FRAND Developments in Japan



“No injunction when a willing licensee infringes a FRAND patent”
— Japan Fair Trade Commission —
January 21, 2016



Japan Fair Trade Commission (JFTC):


* upholds and enforces Japan’s Antimonopoly Act to maintain fair and free competition,

* can levy surcharge payments against price cartels, bid-riggings, and monopolistic behavior, and

* can also lodge injunctions with the court, if consumers or entrepreneurs have incurred or are likely to incur remarkable damage


JFTC published a draft amendment to its guidelines regarding FRAND patents


* JFTC specifies how the Antimonopoly Act is applied in “Guidelines for the Use of IP under the Antimonopoly Act.”

* A draft amendment to the guidelines was published for public comment. (July 8, 2015)

* Reviewing the comments, JFTC partially amended the draft and published the revised guidelines. (January 21, 2016)


“An injunction claim against a party who is willing to take a license to a FRAND patent can be considered to be Unfair Trade Practices,”


* “if the injunction claim tends to impede fair competition,”

* “even if the injunction claim does not substantially restrict competition and is not considered as Private Monopolization.”

– from the revised draft



Whether a party is a willing licensee is judged in light of the behavior of both parties in license negotiations, etc.


* “Even if a party challenges validity or asserts non-infringement of the patent, those facts should not be considered grounds to deny the willingness as long as the party undertakes license negotiations in good faith in light of the normal business practices.”

– from the revised draft



The draft amendment is in line with Apple v. Samsung (IP High Court, May 2014)


“A FRAND patent owner is not entitled to seek an injunction against a party who is willing to take a license under the FRAND conditions.”
Apple v. Samsung


JFTC’s amendment is silent on damages.
What damages can we pursue?

See Apple v. Samsung



Damages were kept within reasonable royalty rate that was calculated considering contribution by the patent


* “Seeking damages that exceed a reasonable royalty under FRAND terms is an abuse of right.”

* “(The patentee) can pursue damages within the range of unpaid royalty that could be granted on FRAND terms.”

* The court calculated the royalty using the following percentages and determined the damages to be only about US$ 82,000:
  contribution of standard / total sales of product
  contribution of patent / contribution of standard


“In special circumstances, damage award may exceed reasonable royalty rate”


“e.g. the infringer had no intention to obtain a license from the patent holder”

“e.g. it would be extremely unfair to limit the damage award to a reasonable royalty rate”


Court cited below negotiation process for determining no “special circumstances”
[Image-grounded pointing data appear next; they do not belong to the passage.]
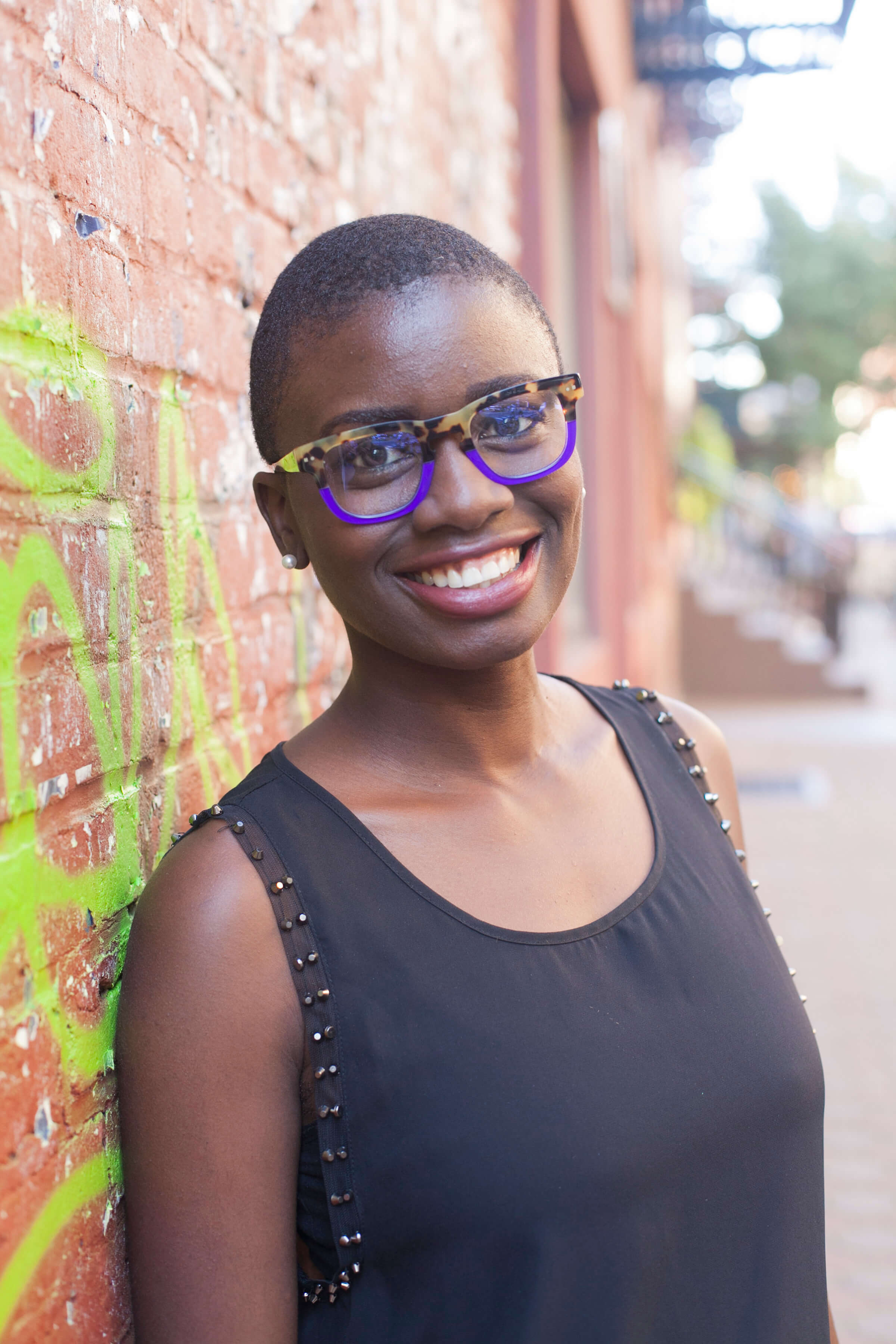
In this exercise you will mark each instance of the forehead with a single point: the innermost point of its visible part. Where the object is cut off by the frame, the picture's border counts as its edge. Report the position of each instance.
(422, 353)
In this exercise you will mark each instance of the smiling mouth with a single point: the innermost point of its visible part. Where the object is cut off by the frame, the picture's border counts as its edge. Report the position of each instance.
(481, 572)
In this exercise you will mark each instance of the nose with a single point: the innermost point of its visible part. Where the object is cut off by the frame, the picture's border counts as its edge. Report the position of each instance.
(460, 495)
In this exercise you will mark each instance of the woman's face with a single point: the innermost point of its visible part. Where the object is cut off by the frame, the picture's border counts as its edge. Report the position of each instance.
(425, 353)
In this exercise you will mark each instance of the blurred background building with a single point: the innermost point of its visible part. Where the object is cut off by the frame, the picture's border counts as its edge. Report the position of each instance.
(703, 197)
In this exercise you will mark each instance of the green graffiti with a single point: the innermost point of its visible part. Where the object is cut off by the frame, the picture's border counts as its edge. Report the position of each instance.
(83, 1186)
(46, 353)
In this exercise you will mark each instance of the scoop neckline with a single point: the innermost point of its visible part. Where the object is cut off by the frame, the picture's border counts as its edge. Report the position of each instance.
(481, 927)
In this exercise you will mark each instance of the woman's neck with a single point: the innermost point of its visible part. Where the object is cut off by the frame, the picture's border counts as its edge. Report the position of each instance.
(416, 719)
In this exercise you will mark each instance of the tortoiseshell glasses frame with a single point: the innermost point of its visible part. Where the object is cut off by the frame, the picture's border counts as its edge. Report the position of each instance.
(391, 464)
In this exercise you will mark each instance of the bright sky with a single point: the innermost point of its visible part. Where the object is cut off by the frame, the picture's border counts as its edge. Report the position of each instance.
(793, 130)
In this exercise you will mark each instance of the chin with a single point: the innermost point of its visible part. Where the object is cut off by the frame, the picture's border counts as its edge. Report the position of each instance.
(465, 647)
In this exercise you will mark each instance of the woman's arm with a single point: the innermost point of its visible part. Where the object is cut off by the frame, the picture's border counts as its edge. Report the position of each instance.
(714, 755)
(209, 1055)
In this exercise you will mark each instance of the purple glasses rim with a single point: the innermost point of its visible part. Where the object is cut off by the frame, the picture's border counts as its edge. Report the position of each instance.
(426, 477)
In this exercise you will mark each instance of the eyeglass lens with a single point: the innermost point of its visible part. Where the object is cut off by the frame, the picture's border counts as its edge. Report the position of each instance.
(382, 472)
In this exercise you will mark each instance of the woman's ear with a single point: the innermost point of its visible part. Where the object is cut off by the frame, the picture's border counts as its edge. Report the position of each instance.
(274, 507)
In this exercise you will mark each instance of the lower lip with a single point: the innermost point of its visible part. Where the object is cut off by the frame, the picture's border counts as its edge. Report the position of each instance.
(472, 604)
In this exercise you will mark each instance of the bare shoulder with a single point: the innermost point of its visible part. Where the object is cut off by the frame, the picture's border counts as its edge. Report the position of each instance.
(715, 757)
(712, 748)
(209, 1061)
(205, 941)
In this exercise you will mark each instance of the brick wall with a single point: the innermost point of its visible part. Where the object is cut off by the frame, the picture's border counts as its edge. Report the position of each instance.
(158, 168)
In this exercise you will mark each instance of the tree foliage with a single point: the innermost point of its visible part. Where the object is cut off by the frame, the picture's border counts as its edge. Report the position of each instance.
(839, 299)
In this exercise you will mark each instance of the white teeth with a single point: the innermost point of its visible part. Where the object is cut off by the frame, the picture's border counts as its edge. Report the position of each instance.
(473, 576)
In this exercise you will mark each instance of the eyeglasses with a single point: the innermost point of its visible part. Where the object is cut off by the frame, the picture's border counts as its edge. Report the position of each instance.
(381, 472)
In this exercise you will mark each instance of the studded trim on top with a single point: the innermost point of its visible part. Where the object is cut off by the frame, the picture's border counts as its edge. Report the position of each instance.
(315, 996)
(698, 772)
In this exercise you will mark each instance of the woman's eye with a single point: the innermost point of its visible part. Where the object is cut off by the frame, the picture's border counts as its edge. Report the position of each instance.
(510, 423)
(381, 451)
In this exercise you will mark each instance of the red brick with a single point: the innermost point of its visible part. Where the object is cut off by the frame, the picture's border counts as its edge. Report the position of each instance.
(166, 202)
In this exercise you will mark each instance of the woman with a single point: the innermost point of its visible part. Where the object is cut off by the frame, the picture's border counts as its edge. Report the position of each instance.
(469, 971)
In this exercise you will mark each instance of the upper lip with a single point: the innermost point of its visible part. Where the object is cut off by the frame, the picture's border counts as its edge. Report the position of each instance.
(458, 556)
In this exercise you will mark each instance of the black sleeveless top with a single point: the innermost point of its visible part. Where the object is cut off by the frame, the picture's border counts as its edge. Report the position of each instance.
(608, 1135)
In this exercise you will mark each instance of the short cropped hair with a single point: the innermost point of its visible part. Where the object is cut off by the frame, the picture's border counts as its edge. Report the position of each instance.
(328, 279)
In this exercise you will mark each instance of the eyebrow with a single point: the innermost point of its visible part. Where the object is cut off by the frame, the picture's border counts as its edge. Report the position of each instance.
(388, 414)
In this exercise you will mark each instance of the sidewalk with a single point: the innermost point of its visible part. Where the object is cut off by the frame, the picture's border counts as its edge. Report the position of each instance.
(819, 797)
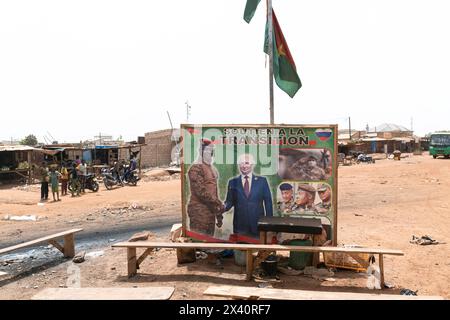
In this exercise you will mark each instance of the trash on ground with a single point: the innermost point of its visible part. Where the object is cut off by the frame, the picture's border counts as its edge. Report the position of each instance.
(201, 255)
(140, 236)
(79, 257)
(314, 272)
(289, 271)
(95, 254)
(374, 277)
(424, 240)
(408, 292)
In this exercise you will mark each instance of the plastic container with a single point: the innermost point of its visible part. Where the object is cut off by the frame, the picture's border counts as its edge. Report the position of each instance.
(270, 265)
(300, 260)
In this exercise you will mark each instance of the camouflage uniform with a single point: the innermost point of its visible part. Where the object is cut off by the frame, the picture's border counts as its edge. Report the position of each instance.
(204, 204)
(305, 207)
(301, 171)
(324, 206)
(286, 207)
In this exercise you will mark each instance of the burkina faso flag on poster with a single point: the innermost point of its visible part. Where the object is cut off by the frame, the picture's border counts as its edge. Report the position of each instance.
(284, 69)
(250, 8)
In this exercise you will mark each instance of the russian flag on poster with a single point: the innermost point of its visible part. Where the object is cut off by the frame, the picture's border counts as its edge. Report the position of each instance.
(324, 134)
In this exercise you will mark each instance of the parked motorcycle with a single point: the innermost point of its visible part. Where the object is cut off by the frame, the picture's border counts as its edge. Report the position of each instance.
(364, 158)
(91, 183)
(110, 179)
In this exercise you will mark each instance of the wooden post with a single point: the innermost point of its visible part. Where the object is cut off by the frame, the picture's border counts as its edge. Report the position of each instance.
(270, 23)
(380, 261)
(140, 158)
(29, 166)
(249, 264)
(131, 254)
(316, 255)
(69, 246)
(263, 237)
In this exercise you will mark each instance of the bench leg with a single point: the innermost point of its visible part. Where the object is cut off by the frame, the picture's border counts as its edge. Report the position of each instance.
(263, 237)
(380, 261)
(316, 255)
(249, 264)
(69, 246)
(132, 262)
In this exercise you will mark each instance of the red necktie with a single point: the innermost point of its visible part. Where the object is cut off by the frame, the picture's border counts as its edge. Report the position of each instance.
(246, 187)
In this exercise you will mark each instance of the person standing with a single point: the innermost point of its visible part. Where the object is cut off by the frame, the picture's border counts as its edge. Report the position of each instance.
(82, 170)
(250, 196)
(204, 205)
(74, 181)
(64, 180)
(54, 180)
(43, 177)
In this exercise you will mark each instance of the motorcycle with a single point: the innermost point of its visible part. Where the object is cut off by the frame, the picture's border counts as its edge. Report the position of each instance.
(110, 179)
(90, 183)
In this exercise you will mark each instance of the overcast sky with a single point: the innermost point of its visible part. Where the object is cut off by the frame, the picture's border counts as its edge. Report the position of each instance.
(74, 69)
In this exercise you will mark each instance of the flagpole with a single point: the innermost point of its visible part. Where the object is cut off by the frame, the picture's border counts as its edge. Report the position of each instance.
(269, 17)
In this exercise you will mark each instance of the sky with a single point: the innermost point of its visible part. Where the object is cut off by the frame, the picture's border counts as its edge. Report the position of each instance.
(76, 69)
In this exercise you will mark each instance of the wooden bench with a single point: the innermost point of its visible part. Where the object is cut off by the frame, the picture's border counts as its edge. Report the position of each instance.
(249, 293)
(134, 262)
(68, 248)
(148, 293)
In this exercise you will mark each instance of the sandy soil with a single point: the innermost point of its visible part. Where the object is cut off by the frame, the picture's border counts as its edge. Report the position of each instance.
(381, 204)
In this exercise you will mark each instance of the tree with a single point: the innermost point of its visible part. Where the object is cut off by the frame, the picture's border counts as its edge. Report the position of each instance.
(29, 140)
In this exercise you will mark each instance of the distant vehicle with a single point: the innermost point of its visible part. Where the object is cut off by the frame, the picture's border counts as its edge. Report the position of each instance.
(440, 144)
(111, 179)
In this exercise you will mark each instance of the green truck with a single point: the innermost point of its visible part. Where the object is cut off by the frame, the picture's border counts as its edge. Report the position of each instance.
(440, 144)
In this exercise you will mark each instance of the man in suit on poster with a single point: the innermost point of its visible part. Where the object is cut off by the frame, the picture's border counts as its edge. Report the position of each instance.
(250, 197)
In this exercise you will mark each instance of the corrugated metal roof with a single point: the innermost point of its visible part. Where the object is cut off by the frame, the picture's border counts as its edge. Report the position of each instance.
(388, 127)
(16, 148)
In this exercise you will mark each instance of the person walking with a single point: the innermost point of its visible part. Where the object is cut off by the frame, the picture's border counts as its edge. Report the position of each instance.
(43, 177)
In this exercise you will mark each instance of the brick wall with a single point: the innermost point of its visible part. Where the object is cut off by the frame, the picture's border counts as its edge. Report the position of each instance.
(158, 150)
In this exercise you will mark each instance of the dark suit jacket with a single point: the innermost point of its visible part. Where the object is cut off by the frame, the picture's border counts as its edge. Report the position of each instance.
(248, 210)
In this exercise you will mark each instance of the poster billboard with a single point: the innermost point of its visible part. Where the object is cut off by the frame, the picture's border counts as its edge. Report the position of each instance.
(234, 174)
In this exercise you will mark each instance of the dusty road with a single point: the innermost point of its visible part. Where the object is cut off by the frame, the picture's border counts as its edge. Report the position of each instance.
(381, 204)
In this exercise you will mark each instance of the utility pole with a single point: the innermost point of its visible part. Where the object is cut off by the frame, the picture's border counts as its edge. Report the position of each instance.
(270, 24)
(349, 129)
(188, 111)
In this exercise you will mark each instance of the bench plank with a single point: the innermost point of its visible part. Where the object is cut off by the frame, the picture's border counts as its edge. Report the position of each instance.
(238, 246)
(40, 240)
(148, 293)
(237, 292)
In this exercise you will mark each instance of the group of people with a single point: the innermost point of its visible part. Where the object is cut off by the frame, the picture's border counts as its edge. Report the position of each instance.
(305, 200)
(73, 174)
(121, 171)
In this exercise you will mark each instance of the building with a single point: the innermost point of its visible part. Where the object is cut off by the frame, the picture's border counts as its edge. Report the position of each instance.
(384, 138)
(161, 148)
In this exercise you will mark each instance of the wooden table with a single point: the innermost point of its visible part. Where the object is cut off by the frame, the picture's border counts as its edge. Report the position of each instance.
(311, 226)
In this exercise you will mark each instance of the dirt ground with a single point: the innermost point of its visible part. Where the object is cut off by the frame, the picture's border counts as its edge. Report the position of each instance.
(382, 204)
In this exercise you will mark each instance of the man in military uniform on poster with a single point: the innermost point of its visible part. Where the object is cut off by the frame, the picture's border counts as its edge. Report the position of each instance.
(287, 194)
(305, 199)
(307, 169)
(204, 206)
(324, 192)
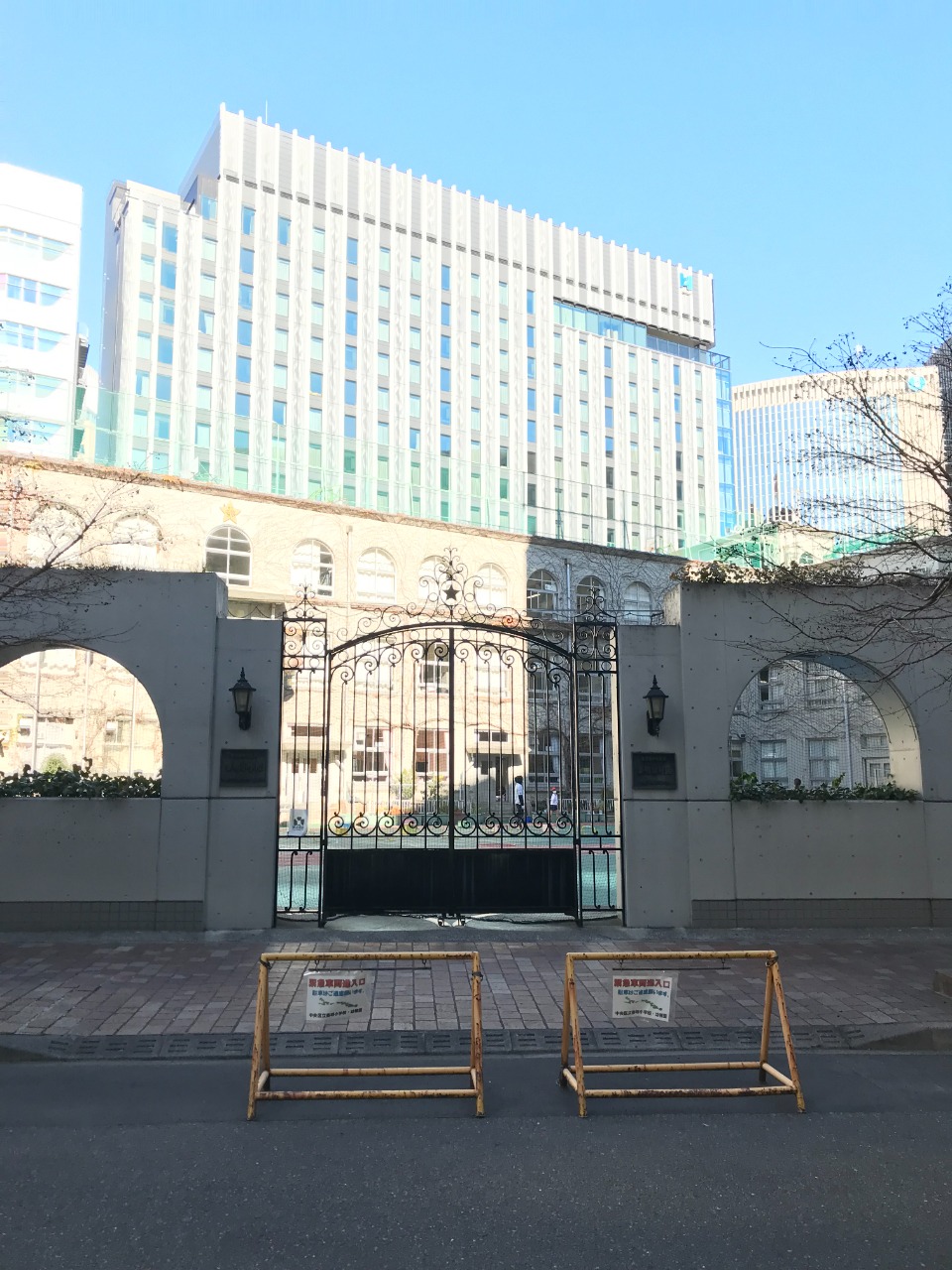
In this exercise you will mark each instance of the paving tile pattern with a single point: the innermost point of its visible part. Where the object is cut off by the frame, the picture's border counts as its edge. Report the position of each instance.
(204, 987)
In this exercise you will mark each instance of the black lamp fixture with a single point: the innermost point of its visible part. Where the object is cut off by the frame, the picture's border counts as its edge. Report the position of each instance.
(241, 693)
(655, 698)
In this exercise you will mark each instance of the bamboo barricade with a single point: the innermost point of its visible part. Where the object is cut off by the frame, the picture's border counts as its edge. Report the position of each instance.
(574, 1074)
(262, 1071)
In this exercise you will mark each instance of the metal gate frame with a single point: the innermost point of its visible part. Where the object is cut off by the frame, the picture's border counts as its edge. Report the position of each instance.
(451, 617)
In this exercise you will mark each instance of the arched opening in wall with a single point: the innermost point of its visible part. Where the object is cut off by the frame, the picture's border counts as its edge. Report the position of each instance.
(61, 706)
(812, 720)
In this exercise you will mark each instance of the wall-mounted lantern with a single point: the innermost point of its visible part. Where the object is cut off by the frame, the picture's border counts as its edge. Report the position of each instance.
(243, 693)
(655, 698)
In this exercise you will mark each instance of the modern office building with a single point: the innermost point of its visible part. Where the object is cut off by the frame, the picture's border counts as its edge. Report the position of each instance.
(306, 321)
(41, 353)
(807, 452)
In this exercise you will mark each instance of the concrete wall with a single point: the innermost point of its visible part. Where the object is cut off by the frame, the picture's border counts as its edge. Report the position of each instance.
(694, 857)
(200, 856)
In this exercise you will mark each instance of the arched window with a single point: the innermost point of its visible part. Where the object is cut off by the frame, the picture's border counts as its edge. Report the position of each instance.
(540, 592)
(312, 567)
(801, 721)
(55, 536)
(376, 575)
(428, 578)
(638, 604)
(229, 554)
(135, 544)
(589, 593)
(493, 587)
(71, 705)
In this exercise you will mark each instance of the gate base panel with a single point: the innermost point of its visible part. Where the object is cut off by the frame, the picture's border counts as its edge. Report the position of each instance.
(485, 880)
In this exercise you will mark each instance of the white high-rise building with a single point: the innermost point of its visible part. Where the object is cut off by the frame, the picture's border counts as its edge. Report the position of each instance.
(40, 349)
(819, 452)
(306, 321)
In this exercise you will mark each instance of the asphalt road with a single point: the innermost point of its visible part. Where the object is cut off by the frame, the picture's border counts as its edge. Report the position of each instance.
(146, 1166)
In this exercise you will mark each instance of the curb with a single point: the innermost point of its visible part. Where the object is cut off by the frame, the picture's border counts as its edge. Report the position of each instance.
(602, 1040)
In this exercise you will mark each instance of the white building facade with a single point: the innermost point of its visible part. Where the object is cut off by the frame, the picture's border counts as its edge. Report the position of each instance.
(807, 452)
(40, 263)
(303, 321)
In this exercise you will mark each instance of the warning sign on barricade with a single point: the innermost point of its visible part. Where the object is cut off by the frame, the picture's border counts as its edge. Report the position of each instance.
(648, 994)
(338, 994)
(333, 993)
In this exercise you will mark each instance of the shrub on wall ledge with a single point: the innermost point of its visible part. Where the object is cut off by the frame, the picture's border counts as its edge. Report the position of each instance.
(77, 783)
(748, 788)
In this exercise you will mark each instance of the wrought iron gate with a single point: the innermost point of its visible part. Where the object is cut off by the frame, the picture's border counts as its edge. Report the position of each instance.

- Apple asked how the plaintiff calculated its royalty rate ⇒ not explained

- Apple repeatedly asked royalty rates paid by others, which was essential to determine the rate ⇒ not explained

- Apple countered with its own proposed royalty rate and explained its calculation ⇒ denied with no counter

- Law suit for preliminary injunction was filed and maintained despite Apple’s desire for an agreement under FRAND terms


What should you do?



Standard Essential Patents will still be important for making the standard closer to your technologies and increasing sales


Continue to obtain Standard Essential Patents

Obtain relevant, but not essential patents

Utilize relevant patents that are not bound by a FRAND declaration

Disclaimer: These suggestions are general and should not be construed as advice to deal with specific cases.